The Copenhagen blame game continues with the media reaching a hysterical pitch in their attempts to demonise China over the disappointing results at the climate change summit.

The Guardian publishes another lurid smear, this time by someone called Mark Lynas and titled: "How do I know China wrecked the Copenhagen deal? I was in the room"
Starring Mark Lynas as Sax Rohmer which, I guess, makes me Fu Manchu. (I recommend you read all the comments on the Guardian thread.)

UPDATE Wednesday 23rd December : Comment is free but only if you agree. The Guardian removed my comment below from their thread, posted 22nd December 9.23pm. Not only mine, but I notice some other very good posts robustly rebutting Lynas's assertions and errors have been removed. Now I'm BANNED

Dear Mark,

So the cold war is alive and well.

Western spin is really pulling out all the stops, perhaps because we are onto you as the various blogs and forums show.

if anything, China got strong-armed into signing a weak deal when it should have held out as Bolivia, Venezuela, Cuba and others have said.

The US and the rich nations use up almost all the carbon allowance in the atmosphere over the past 160 years, the US dithers over ten years of Bush, they refuse to ratify Kyoto, the Danish summit chair has to resign when she's caught fast-tracking the rich nations' deal, the West fail in their Kyoto pledges, Canada rips up its Kyoto deal and proceeds with exploiting its huge reserves of dirty oil, the US will only reduce emissions by 4% against the 1990 base year and not the 17% you describe as "serious cuts", while China makes real strides in green technology, and so on.

But it is all China's fault.

Hillary Clinton bursts into the conference demanding China eat merde when the US didn't even have anything to offer. They knew that the terms of the "verification" they demanded was an exercise in humiliation and China would not stand for it.
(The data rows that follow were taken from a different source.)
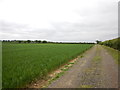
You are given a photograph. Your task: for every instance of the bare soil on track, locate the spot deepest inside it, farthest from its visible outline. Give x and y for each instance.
(97, 69)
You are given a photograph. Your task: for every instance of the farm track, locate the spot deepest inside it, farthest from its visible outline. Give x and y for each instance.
(97, 69)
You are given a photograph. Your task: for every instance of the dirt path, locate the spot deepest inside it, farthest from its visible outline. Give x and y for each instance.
(95, 70)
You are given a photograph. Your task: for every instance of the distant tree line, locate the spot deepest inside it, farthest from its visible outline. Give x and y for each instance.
(114, 43)
(25, 41)
(44, 41)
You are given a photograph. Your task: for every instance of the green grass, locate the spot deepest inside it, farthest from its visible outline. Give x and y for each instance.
(23, 63)
(86, 86)
(115, 53)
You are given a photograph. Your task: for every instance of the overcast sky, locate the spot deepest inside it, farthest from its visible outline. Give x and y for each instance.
(59, 20)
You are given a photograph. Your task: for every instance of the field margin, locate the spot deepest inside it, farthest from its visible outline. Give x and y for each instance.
(0, 65)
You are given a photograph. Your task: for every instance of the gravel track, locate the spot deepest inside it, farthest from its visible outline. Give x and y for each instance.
(96, 69)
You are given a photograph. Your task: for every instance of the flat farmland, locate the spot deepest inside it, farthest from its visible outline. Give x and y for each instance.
(23, 63)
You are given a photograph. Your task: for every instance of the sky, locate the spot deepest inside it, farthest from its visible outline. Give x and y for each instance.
(59, 20)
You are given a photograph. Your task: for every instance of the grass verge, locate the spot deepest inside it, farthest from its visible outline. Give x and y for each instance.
(115, 54)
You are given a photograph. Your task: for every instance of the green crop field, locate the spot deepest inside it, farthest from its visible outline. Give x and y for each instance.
(23, 63)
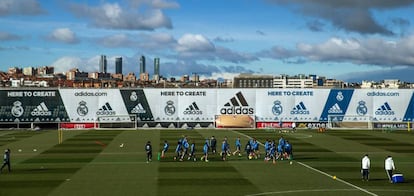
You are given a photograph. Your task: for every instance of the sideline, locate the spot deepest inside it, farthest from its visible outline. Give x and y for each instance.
(301, 191)
(319, 171)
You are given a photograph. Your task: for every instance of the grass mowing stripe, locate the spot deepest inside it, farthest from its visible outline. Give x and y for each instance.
(192, 178)
(340, 180)
(319, 171)
(39, 175)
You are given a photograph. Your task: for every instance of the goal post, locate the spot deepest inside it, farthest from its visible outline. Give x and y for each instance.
(116, 121)
(349, 122)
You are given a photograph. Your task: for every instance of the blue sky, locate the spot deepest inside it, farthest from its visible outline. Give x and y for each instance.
(351, 40)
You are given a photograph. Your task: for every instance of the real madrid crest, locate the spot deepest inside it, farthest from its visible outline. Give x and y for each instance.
(339, 96)
(169, 108)
(82, 108)
(17, 109)
(133, 96)
(277, 109)
(362, 108)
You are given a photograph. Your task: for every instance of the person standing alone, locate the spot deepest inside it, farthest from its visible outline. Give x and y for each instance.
(366, 164)
(389, 167)
(6, 159)
(148, 150)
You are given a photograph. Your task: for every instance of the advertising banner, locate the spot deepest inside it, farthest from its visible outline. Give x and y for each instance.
(93, 105)
(163, 104)
(236, 102)
(389, 105)
(31, 106)
(196, 105)
(290, 104)
(136, 104)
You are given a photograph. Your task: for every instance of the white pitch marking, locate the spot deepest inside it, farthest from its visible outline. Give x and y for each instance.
(321, 172)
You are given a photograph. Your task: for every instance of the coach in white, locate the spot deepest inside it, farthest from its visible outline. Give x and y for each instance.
(366, 164)
(389, 167)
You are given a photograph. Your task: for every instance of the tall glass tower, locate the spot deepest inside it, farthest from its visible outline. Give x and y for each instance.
(102, 64)
(142, 65)
(157, 66)
(118, 65)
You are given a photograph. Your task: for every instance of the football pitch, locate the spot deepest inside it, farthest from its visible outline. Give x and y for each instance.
(91, 162)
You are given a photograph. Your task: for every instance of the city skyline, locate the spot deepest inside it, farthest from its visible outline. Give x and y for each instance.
(347, 40)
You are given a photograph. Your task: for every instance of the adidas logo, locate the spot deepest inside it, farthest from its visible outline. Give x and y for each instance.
(106, 110)
(385, 109)
(193, 110)
(138, 109)
(335, 109)
(237, 105)
(41, 110)
(300, 109)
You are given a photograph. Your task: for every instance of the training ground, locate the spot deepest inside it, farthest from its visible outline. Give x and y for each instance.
(91, 162)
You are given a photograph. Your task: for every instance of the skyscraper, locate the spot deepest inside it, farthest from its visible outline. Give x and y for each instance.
(142, 65)
(102, 64)
(118, 65)
(157, 66)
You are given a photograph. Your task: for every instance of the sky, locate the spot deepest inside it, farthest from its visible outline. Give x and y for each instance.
(349, 40)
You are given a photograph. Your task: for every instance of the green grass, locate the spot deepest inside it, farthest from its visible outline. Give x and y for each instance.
(92, 163)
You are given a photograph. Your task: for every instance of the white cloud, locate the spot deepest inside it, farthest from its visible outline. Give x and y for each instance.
(155, 41)
(63, 64)
(158, 4)
(194, 43)
(64, 35)
(114, 16)
(20, 7)
(4, 36)
(372, 51)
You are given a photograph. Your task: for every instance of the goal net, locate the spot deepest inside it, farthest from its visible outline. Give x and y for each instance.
(349, 122)
(118, 121)
(234, 121)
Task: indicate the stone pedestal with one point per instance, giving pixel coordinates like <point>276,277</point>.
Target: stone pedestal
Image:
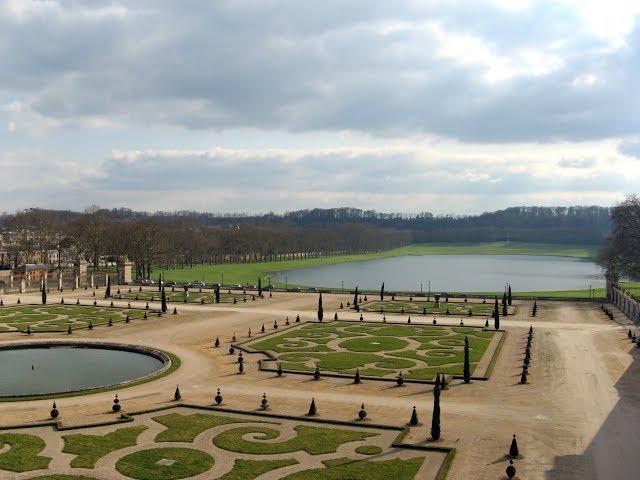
<point>125,270</point>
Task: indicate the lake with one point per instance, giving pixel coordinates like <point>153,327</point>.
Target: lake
<point>459,273</point>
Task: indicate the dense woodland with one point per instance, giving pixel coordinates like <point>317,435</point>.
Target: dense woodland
<point>621,253</point>
<point>186,238</point>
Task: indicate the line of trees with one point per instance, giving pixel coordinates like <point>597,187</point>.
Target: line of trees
<point>621,252</point>
<point>101,236</point>
<point>187,238</point>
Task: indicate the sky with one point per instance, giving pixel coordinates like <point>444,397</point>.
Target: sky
<point>254,106</point>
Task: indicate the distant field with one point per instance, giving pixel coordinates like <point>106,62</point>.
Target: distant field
<point>244,273</point>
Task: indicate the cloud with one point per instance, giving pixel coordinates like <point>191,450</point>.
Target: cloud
<point>469,71</point>
<point>631,147</point>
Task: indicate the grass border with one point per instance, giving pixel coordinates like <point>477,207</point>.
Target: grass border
<point>248,349</point>
<point>174,364</point>
<point>398,441</point>
<point>64,330</point>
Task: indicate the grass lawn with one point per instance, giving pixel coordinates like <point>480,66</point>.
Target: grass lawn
<point>345,468</point>
<point>22,455</point>
<point>252,446</point>
<point>194,296</point>
<point>58,318</point>
<point>178,463</point>
<point>424,307</point>
<point>250,469</point>
<point>185,428</point>
<point>244,273</point>
<point>91,448</point>
<point>62,477</point>
<point>311,439</point>
<point>377,350</point>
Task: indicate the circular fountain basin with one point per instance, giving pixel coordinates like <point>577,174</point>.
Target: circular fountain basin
<point>46,368</point>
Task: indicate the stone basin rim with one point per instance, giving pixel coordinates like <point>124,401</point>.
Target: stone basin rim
<point>125,347</point>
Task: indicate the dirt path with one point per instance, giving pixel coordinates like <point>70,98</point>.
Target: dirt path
<point>576,419</point>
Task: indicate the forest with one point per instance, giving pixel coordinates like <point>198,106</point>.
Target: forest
<point>187,237</point>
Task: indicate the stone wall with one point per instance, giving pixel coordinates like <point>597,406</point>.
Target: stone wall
<point>625,303</point>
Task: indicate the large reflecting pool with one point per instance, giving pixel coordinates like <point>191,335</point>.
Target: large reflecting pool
<point>42,369</point>
<point>461,273</point>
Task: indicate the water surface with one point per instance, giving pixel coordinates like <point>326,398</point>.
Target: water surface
<point>66,368</point>
<point>460,273</point>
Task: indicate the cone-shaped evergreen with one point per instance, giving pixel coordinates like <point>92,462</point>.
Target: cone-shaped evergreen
<point>163,301</point>
<point>312,408</point>
<point>513,449</point>
<point>414,418</point>
<point>362,413</point>
<point>466,373</point>
<point>435,419</point>
<point>320,310</point>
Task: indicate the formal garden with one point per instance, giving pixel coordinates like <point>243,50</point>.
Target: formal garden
<point>379,350</point>
<point>180,296</point>
<point>422,306</point>
<point>65,318</point>
<point>185,442</point>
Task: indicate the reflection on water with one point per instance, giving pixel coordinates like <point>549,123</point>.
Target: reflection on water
<point>51,370</point>
<point>470,273</point>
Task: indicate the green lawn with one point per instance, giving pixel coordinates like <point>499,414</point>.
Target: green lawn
<point>91,448</point>
<point>424,307</point>
<point>182,463</point>
<point>346,468</point>
<point>244,273</point>
<point>185,428</point>
<point>207,296</point>
<point>377,350</point>
<point>268,444</point>
<point>22,455</point>
<point>313,440</point>
<point>58,318</point>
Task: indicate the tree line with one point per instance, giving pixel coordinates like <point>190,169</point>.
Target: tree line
<point>185,238</point>
<point>101,236</point>
<point>621,252</point>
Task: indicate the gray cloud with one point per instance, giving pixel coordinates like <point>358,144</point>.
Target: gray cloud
<point>375,67</point>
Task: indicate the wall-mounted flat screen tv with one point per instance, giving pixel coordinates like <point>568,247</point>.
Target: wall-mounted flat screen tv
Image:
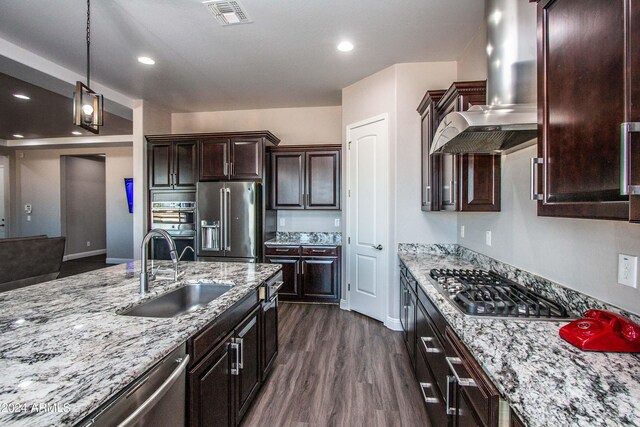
<point>128,187</point>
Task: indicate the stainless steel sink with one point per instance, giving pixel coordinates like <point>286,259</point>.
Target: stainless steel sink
<point>179,301</point>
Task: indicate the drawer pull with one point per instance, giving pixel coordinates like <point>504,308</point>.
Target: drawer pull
<point>464,382</point>
<point>427,348</point>
<point>450,410</point>
<point>423,386</point>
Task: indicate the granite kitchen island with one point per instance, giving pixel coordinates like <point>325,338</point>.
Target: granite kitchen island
<point>66,350</point>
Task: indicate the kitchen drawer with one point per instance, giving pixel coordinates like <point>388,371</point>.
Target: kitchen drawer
<point>282,250</point>
<point>433,312</point>
<point>482,397</point>
<point>320,250</point>
<point>432,399</point>
<point>433,349</point>
<point>203,342</point>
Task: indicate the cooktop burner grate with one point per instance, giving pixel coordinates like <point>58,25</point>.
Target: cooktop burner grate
<point>483,293</point>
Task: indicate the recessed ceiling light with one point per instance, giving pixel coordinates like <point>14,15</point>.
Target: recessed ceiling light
<point>345,46</point>
<point>146,60</point>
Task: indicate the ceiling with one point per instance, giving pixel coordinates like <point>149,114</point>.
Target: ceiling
<point>46,115</point>
<point>286,58</point>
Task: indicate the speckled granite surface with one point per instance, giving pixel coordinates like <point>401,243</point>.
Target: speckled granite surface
<point>63,345</point>
<point>546,380</point>
<point>300,238</point>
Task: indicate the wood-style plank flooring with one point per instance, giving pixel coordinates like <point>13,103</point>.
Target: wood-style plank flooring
<point>337,368</point>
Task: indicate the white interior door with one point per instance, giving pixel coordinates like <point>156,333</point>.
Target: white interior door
<point>3,227</point>
<point>367,223</point>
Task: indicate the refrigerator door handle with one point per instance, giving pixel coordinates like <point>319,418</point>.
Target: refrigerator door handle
<point>227,214</point>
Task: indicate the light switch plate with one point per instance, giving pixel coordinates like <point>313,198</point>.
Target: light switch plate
<point>628,270</point>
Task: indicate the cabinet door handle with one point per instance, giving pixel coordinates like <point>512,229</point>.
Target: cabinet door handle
<point>535,161</point>
<point>625,166</point>
<point>235,368</point>
<point>240,342</point>
<point>450,410</point>
<point>427,348</point>
<point>464,382</point>
<point>424,386</point>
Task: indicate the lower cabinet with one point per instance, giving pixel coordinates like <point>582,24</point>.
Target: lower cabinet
<point>231,358</point>
<point>310,273</point>
<point>455,390</point>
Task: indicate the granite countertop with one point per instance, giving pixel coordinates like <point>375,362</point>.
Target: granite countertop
<point>64,349</point>
<point>306,239</point>
<point>546,380</point>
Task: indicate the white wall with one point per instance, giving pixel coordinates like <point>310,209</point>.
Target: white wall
<point>294,126</point>
<point>38,182</point>
<point>579,254</point>
<point>397,90</point>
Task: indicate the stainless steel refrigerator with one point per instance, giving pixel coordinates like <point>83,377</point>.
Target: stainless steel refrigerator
<point>229,223</point>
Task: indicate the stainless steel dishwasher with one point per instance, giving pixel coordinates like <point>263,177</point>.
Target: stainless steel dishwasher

The US can't get anything meaningful past their senate, which includes some "wholly owned subsidiaries of the energy industry" (Monbiot) and resorts to sleight of hand.

But China is the villain.

As for Merkel, she is a massive hypocrite when you look at what her government's been doing.

Even John Prescott pointed out that we've had our industrial revolution yet the poor countries have to halt in their tracks and people live on an average of $2 per day. [Update: see Prescott's take here.]

But according to you China twirls its moustache and strokes its cat as it eats the planet for breakfast.

What other country has an entire city using solar powered appliances? Who else has planted such huge tracts of forest while loggers tear down the rest? China aims for 15% of its energy from renewables, it has revolutionised wind-turbines, makes a key component of electric car batteries, and so on. We in the UK can't even meet our Kyoto promise.

The world says it'll pay $100 billion into the global kitty. Yet how much does the US spend each year on wars? Something like a million dollars a day on petrol alone.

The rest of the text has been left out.